Discussion: Introducing new operators for matrix computation

Paul Prescod paul at prescod.net
Thu Jul 13 22:14:41 EDT 2000


Huaiyu Zhu wrote:
> 
> ....
> 
> Point 1.  We _can_ assign a universal meaning to dot operators, as
> "componentwise operators".  For example
> 

There is another proposal for allowing these types of operatoins:

> [1, 2] .+ [3, 4]            # [4, 6]

[x+y; for x in [1,2], y in [3,4]]

> ["a","b"] .* 2              # ['aa', 'bb']

[2*x; for x in ['a','b']]

> {'a':1, 'b':1} .+ {'a':1, 'c':1}   # {'a':2, 'b':1, 'c': 1}

Addition isn't really defined for dictionaries.

Note that this feature is more general than a fixed list of operators:

[transpose(invert(x)); for x in ['a','b']]

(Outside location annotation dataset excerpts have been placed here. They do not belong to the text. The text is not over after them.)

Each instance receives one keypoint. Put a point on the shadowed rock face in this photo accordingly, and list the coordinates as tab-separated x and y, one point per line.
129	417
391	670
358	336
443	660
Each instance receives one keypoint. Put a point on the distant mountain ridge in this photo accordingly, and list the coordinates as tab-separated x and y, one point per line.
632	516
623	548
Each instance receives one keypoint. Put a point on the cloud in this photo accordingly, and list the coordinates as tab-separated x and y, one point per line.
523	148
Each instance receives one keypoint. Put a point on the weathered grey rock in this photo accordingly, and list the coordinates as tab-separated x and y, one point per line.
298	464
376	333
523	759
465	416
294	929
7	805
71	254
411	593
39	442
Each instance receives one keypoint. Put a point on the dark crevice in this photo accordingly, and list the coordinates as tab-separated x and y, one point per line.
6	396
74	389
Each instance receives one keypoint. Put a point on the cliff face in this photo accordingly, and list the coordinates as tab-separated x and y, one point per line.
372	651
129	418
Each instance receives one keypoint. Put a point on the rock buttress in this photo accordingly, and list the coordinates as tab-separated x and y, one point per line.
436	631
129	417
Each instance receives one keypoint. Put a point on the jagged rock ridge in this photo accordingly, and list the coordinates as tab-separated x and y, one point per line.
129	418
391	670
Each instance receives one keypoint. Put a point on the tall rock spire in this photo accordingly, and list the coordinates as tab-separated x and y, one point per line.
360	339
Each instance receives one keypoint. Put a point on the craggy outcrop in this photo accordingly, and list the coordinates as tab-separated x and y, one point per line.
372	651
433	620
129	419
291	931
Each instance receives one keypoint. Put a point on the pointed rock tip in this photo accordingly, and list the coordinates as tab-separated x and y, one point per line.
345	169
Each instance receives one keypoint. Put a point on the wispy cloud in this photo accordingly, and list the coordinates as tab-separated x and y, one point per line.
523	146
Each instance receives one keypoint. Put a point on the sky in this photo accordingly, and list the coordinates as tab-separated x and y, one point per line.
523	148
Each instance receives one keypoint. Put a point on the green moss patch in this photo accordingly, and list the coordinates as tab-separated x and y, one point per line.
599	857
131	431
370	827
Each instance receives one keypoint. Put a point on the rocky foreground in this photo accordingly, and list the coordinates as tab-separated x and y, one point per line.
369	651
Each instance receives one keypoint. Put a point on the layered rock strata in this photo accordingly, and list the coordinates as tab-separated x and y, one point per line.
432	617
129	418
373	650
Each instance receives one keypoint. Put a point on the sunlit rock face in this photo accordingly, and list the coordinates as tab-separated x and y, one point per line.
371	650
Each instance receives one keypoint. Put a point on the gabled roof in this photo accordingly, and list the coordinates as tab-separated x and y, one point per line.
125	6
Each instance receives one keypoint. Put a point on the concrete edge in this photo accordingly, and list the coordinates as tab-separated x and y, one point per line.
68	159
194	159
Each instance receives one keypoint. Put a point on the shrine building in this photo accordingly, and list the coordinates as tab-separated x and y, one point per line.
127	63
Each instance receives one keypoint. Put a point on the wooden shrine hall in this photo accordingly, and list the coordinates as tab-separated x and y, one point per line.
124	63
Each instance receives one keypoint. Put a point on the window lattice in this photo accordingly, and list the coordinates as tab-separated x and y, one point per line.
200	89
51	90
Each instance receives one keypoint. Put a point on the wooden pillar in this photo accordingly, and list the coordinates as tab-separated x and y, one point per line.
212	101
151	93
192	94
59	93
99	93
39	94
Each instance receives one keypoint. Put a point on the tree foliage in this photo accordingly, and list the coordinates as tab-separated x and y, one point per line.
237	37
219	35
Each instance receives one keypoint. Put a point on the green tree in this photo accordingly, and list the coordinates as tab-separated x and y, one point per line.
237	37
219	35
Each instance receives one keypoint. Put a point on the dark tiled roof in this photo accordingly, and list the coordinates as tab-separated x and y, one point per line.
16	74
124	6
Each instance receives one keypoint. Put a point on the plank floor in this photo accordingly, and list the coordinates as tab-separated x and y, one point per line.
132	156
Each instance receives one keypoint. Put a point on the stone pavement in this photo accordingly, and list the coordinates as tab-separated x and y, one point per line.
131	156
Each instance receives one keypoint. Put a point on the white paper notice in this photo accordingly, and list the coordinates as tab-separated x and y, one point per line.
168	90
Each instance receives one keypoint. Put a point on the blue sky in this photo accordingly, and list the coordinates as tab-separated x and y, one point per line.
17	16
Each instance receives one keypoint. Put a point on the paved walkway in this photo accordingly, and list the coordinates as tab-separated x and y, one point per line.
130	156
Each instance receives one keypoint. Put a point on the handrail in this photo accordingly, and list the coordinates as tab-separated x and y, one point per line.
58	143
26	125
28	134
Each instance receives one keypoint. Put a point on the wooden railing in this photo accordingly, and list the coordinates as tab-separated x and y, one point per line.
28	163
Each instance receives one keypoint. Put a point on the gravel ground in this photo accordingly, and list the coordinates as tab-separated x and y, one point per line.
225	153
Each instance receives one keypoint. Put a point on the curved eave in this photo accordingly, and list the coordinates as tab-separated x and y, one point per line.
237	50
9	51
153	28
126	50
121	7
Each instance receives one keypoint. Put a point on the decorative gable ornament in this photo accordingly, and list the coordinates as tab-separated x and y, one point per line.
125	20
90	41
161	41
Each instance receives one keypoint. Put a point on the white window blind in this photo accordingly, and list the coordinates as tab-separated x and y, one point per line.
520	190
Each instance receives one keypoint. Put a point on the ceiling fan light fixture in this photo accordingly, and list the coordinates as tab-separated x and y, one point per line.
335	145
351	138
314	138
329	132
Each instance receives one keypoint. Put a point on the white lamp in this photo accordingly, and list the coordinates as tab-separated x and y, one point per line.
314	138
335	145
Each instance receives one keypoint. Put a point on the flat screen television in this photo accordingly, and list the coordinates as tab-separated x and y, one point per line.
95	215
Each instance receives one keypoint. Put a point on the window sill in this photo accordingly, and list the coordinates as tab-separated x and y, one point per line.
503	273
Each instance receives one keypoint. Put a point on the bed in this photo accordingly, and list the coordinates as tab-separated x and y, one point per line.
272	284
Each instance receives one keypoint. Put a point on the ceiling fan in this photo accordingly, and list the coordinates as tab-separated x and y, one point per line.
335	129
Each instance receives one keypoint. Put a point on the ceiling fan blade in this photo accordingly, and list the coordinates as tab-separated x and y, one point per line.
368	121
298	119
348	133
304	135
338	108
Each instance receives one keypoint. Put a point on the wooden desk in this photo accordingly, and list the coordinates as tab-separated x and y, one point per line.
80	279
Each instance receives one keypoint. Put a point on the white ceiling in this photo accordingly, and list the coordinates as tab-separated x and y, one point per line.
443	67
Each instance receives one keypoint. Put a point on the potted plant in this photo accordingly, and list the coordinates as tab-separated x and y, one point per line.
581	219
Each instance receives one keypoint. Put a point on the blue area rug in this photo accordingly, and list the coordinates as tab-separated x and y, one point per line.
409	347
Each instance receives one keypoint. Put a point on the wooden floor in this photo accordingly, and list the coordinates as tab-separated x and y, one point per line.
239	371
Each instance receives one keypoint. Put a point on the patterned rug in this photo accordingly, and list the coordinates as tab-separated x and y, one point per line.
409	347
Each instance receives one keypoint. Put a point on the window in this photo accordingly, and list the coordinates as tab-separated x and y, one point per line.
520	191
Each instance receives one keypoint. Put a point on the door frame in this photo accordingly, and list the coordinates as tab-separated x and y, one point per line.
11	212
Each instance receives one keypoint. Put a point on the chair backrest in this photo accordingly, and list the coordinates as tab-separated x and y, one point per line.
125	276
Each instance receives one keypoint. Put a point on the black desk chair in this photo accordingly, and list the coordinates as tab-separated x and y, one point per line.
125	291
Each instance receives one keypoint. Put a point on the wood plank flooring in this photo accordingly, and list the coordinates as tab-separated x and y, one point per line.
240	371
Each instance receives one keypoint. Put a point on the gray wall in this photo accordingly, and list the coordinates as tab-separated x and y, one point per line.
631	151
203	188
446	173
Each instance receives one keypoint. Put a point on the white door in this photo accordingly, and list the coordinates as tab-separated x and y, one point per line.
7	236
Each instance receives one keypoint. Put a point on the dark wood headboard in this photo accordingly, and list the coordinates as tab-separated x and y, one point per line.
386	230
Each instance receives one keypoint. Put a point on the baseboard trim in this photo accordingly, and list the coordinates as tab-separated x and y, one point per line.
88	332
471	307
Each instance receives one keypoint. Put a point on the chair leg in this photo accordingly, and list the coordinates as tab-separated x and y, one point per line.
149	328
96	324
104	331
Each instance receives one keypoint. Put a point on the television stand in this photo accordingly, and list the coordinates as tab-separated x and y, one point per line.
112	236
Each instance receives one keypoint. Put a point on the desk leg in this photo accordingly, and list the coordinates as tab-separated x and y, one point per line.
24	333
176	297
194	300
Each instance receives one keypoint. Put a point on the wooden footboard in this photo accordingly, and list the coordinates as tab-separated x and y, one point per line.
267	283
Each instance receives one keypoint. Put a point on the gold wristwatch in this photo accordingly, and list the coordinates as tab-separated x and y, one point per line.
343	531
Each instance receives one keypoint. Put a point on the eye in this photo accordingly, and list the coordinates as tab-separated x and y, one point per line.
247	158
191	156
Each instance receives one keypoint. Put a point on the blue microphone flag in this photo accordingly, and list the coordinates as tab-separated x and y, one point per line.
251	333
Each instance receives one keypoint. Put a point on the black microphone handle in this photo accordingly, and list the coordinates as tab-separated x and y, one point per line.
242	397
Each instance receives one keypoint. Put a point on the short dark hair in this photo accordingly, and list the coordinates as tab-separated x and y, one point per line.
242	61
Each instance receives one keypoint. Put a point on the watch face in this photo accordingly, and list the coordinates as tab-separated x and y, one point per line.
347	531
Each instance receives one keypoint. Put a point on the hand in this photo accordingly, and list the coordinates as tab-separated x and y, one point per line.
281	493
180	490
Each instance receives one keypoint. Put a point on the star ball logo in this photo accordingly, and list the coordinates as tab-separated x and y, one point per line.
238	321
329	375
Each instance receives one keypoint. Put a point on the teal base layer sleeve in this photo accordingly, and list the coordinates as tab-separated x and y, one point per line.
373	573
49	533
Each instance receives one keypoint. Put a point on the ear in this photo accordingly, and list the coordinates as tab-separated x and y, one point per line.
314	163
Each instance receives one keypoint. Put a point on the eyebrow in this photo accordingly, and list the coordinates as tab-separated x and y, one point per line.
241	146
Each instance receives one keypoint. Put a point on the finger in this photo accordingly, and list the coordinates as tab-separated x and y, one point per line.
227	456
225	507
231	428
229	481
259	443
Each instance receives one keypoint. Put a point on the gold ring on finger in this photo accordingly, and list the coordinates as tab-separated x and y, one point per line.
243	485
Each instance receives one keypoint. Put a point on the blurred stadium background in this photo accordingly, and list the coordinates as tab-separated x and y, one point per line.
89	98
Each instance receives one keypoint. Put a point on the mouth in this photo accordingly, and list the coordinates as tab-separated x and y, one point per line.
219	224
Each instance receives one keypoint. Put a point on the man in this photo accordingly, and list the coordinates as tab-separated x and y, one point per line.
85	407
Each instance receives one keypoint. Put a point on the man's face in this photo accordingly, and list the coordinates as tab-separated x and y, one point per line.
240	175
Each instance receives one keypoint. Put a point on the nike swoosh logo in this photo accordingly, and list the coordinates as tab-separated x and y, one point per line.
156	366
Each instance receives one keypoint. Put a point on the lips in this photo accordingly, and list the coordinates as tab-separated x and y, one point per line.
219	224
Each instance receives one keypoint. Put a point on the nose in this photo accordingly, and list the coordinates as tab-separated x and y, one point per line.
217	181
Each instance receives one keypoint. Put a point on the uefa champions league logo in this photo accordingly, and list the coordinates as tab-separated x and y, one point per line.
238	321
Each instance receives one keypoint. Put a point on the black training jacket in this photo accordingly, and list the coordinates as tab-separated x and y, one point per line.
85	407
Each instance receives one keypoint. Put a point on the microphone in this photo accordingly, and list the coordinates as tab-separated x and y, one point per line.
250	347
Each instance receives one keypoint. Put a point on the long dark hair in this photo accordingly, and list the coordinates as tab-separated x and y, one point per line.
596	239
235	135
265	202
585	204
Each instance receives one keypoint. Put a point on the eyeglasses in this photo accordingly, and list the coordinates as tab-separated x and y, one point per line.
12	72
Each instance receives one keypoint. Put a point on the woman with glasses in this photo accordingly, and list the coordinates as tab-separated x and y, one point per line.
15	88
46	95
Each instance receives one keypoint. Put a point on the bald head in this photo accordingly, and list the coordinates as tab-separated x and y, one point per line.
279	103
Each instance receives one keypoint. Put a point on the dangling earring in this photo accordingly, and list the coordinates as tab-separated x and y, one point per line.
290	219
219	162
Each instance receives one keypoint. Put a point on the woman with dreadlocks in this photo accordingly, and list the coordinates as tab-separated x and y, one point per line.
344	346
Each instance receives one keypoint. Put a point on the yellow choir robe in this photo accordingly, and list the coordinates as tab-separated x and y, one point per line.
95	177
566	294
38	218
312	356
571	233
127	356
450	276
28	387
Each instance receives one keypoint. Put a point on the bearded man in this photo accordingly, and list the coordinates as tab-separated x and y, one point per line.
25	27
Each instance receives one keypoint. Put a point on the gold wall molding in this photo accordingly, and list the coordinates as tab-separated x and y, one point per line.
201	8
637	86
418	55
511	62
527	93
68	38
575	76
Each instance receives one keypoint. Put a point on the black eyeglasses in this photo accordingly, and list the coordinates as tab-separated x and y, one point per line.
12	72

> Point 2. If users in completely disjoint domains override a certain type of
> binary operators with incompatible meanings, is there great harm?  Providing
> a few operators for user adoptation might even prevent grotesque overriding
> of more core operators.  After all, there is almost endless supply of names
> for classes, modules, function and so on, but there is almost no binary
> operators free for adoption.

Most people prefer for Python code to be very visually consistent across
domains. Of course there is a tension with those who want to add
domain-specific features (as I have wanted in the past). Allowing new
grammars may be the best compromise.

-- 
 Paul Prescod - Not encumbered by corporate consensus
Simplicity does not precede complexity, but follows it.